Some have had to divert ambulances because their emergency rooms couldn’t accept new patients.

“We’ve seen that in multiple ransomware attacks, especially with small hospitals,” Riggi said. “The next ER department could be 125 miles away.”

Just last month, the U.S. Department of Health and Human Services issued a warning about an aggressive ransomware gang that attacks health care organizations. Among its victims: a network of hospitals and clinics in Ohio and West Virginia that had to cancel surgeries and divert patients with emergencies to other facilities.

And with the heightened threat of Russian cyberattacks on the U.S. after the invasion of Ukraine, health care systems are even more vulnerable because they’re considered critical infrastructure, experts say.

“We are not aware of any specific credible direct threats to U.S. hospitals and health care systems,” Riggi said. “But we are concerned that they could become collateral damage in attacks launched by Russia. Or that Russian-speaking gangs will launch retaliatory attacks against the West.”

In February, the U.S. Cybersecurity and Infrastructure Security Agency issued a “Shields Up” warning about the growing Russian cyberthreat to organizations.

Ransomware hijacks computer systems and holds them hostage until the victims pay a ransom or restore the system on their own.

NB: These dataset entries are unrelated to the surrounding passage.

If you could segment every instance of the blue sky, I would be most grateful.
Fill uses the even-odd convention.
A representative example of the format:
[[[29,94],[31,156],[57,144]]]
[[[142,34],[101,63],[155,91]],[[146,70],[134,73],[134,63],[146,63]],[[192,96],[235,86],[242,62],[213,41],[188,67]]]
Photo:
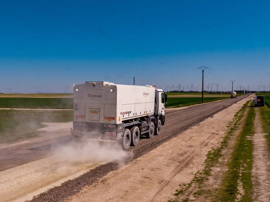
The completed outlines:
[[[205,87],[217,83],[219,90],[230,90],[234,80],[234,89],[265,84],[266,90],[269,6],[264,1],[2,0],[0,92],[62,93],[67,85],[70,92],[73,83],[132,85],[134,77],[136,85],[192,83],[201,90],[197,69],[203,66],[209,68]]]

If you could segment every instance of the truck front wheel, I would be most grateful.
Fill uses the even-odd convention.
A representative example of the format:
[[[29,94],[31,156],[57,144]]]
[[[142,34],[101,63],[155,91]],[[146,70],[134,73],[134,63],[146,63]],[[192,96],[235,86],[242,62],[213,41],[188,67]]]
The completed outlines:
[[[124,149],[127,150],[129,148],[131,142],[131,134],[130,133],[130,131],[128,129],[125,129],[124,130],[122,145]]]
[[[154,136],[155,132],[155,125],[154,123],[151,121],[149,126],[149,132],[146,133],[146,136],[148,138],[152,138]]]
[[[131,145],[136,146],[139,143],[140,139],[140,130],[138,126],[134,126],[130,130],[131,133]]]
[[[158,135],[160,134],[161,132],[161,121],[160,120],[158,120],[158,126],[156,128],[155,128],[155,135]]]

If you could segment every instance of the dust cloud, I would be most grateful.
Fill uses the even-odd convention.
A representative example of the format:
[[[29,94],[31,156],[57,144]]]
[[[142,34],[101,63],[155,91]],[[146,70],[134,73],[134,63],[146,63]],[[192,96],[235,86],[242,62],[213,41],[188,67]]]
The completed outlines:
[[[101,143],[98,141],[80,140],[71,141],[52,148],[52,154],[59,163],[88,163],[121,162],[127,153],[115,144]]]

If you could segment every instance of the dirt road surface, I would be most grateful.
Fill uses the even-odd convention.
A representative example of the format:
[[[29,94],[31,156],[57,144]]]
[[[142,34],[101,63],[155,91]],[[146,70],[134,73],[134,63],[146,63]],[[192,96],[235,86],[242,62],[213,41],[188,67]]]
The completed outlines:
[[[82,147],[82,149],[69,141],[68,129],[44,132],[34,139],[0,145],[0,195],[6,201],[31,199],[48,188],[74,178],[41,194],[34,201],[59,201],[78,193],[75,198],[69,199],[76,200],[76,197],[82,195],[87,189],[100,191],[91,187],[106,181],[109,183],[110,179],[114,180],[116,184],[124,183],[126,186],[119,186],[127,187],[114,188],[111,184],[111,189],[108,191],[107,188],[103,192],[103,195],[106,194],[106,197],[109,197],[107,193],[111,193],[113,190],[118,192],[119,189],[127,192],[115,198],[111,195],[110,198],[113,201],[131,198],[129,197],[154,201],[160,196],[169,197],[172,195],[175,185],[168,185],[177,179],[175,176],[178,176],[184,182],[190,180],[204,160],[208,150],[220,140],[226,124],[245,102],[248,96],[170,111],[166,115],[166,125],[160,135],[151,139],[142,138],[137,146],[131,147],[127,151],[115,150],[112,152],[111,148],[105,147],[102,148],[101,155],[96,152],[100,151],[100,147],[96,148],[96,152],[93,148]],[[238,104],[227,108],[238,102]],[[214,119],[217,115],[211,118],[219,112],[223,113],[219,116],[219,119]],[[194,127],[195,131],[188,130],[181,134],[208,118],[208,122]],[[70,151],[72,152],[69,152]],[[194,164],[193,162],[197,162]],[[134,170],[136,164],[137,169]],[[189,168],[185,170],[186,174],[179,175],[186,168]],[[125,172],[127,170],[129,171],[128,173]],[[118,178],[113,178],[115,176]],[[96,182],[99,180],[99,182]],[[175,180],[176,183],[180,181]],[[138,195],[131,194],[136,192],[133,188],[134,184],[139,186],[142,185],[144,187],[146,185],[148,187],[143,192],[145,194],[139,195],[144,198],[135,198],[135,195]],[[87,186],[89,187],[79,192]],[[169,193],[163,192],[167,190]],[[91,194],[88,195],[90,197],[88,201],[94,198]]]

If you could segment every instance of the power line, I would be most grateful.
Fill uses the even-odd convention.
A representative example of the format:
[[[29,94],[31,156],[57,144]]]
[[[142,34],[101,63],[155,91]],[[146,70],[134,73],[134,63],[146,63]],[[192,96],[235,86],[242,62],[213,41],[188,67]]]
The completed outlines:
[[[58,17],[56,17],[56,16],[53,16],[53,15],[51,15],[51,14],[50,14],[48,13],[46,13],[46,12],[44,12],[44,11],[42,11],[42,10],[39,10],[39,9],[37,9],[37,8],[34,8],[34,7],[32,7],[32,6],[29,6],[29,5],[27,5],[27,4],[24,4],[24,3],[22,3],[22,2],[21,2],[20,1],[17,1],[17,0],[14,0],[14,1],[16,1],[16,2],[18,2],[18,3],[20,3],[21,4],[23,4],[23,5],[25,5],[25,6],[28,6],[28,7],[31,7],[31,8],[33,8],[33,9],[35,9],[35,10],[38,10],[38,11],[40,11],[40,12],[41,12],[43,13],[45,13],[45,14],[47,14],[47,15],[49,15],[49,16],[51,16],[52,17],[54,17],[54,18],[56,18],[56,19],[59,19],[59,20],[62,20],[62,21],[63,21],[64,22],[67,22],[67,23],[69,23],[69,24],[71,24],[71,25],[74,25],[74,26],[76,26],[76,27],[79,27],[79,28],[82,28],[82,29],[84,30],[85,30],[87,31],[88,31],[90,32],[91,32],[91,33],[92,33],[94,34],[97,34],[97,35],[98,35],[98,36],[100,36],[102,37],[104,37],[104,38],[106,38],[106,39],[109,39],[109,40],[112,40],[113,41],[114,41],[114,42],[117,42],[117,43],[120,43],[120,44],[122,44],[122,45],[125,45],[125,46],[128,46],[128,47],[129,47],[130,48],[133,48],[133,49],[135,49],[135,50],[138,50],[138,51],[142,51],[142,52],[143,52],[145,53],[147,53],[147,54],[151,54],[151,55],[152,55],[152,56],[155,56],[155,57],[158,57],[162,59],[163,59],[163,60],[168,60],[168,61],[170,61],[170,62],[174,62],[174,63],[178,63],[178,64],[182,64],[182,65],[184,65],[184,66],[189,66],[189,67],[194,67],[194,68],[196,68],[196,67],[194,67],[194,66],[190,66],[190,65],[187,65],[187,64],[184,64],[184,63],[180,63],[180,62],[177,62],[177,61],[175,61],[175,60],[171,60],[171,59],[169,59],[166,58],[166,57],[164,57],[163,56],[160,56],[160,55],[158,55],[158,54],[154,54],[154,53],[152,53],[152,52],[150,52],[150,51],[147,51],[147,50],[145,50],[145,49],[143,49],[143,48],[140,48],[139,47],[138,47],[138,46],[135,46],[135,45],[132,45],[132,44],[130,44],[130,43],[128,43],[128,42],[125,42],[125,41],[123,41],[123,40],[120,40],[120,39],[118,39],[118,38],[116,38],[116,37],[112,37],[112,36],[111,36],[111,35],[109,35],[109,34],[106,34],[106,33],[104,33],[103,32],[101,32],[101,31],[98,31],[98,30],[96,30],[96,29],[94,29],[94,28],[93,28],[91,27],[89,27],[89,26],[88,26],[88,25],[85,25],[85,24],[82,24],[82,23],[80,22],[78,22],[78,21],[76,21],[76,20],[73,20],[73,19],[71,19],[71,18],[69,18],[69,17],[66,17],[66,16],[64,16],[64,15],[62,15],[62,14],[59,14],[59,13],[57,13],[57,12],[55,12],[55,11],[53,11],[53,10],[50,10],[50,9],[48,9],[48,8],[46,8],[46,7],[44,7],[44,6],[40,6],[40,5],[39,5],[39,4],[36,4],[36,3],[35,3],[34,2],[32,2],[32,1],[29,1],[29,0],[26,0],[26,1],[28,1],[28,2],[31,2],[31,3],[32,3],[34,4],[35,4],[35,5],[37,5],[38,6],[40,6],[40,7],[41,7],[42,8],[44,8],[44,9],[46,9],[46,10],[49,10],[49,11],[50,11],[50,12],[52,12],[52,13],[56,13],[56,14],[57,14],[57,15],[58,15],[60,16],[62,16],[63,17],[64,17],[64,18],[66,18],[66,19],[68,19],[69,20],[71,20],[71,21],[73,21],[73,22],[76,22],[76,23],[78,23],[78,24],[80,24],[80,25],[83,25],[84,26],[86,26],[86,27],[88,27],[88,28],[90,28],[90,29],[92,29],[92,30],[94,30],[95,31],[97,31],[97,32],[99,32],[99,33],[102,33],[102,34],[104,34],[104,35],[106,35],[106,36],[107,36],[109,37],[111,37],[112,38],[112,39],[115,39],[115,40],[114,40],[114,39],[111,39],[111,38],[109,38],[109,37],[106,37],[106,36],[103,36],[103,35],[101,35],[101,34],[98,34],[98,33],[97,33],[96,32],[94,32],[94,31],[91,31],[91,30],[89,30],[88,29],[86,29],[85,28],[83,28],[83,27],[81,27],[81,26],[78,26],[78,25],[75,25],[75,24],[74,24],[74,23],[71,23],[71,22],[69,22],[68,21],[67,21],[66,20],[64,20],[64,19],[61,19],[61,18],[58,18]]]

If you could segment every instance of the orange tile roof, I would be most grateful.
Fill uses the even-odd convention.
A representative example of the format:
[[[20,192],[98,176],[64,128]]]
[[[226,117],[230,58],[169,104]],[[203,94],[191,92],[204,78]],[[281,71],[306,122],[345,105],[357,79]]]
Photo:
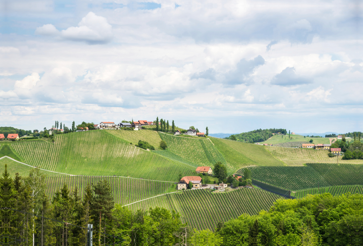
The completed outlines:
[[[208,172],[209,171],[209,169],[211,168],[210,167],[198,167],[197,168],[195,171],[198,172]]]
[[[18,137],[17,134],[15,133],[13,134],[8,134],[8,137],[7,138],[10,138],[10,139],[16,138],[17,137]]]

It typically spreads through phishing, in which hackers email malicious links or attachments and people unwittingly click on them, unleashing malware.

In 2020 and 2021, there were at least 168 ransomware attacks affecting 1,763 clinics, hospitals and health care organizations in the U.S., according to Brett Callow, a threat analyst for cybersecurity company Emsisoft.

A November survey of 132 health care executives, most from the United States, found that ransomware was the No. 1 cybersecurity threat, more than data breaches or insider threats, according to the Health Information Sharing and Analysis Center, a nonprofit global cyberthreat-sharing group for the health care industry.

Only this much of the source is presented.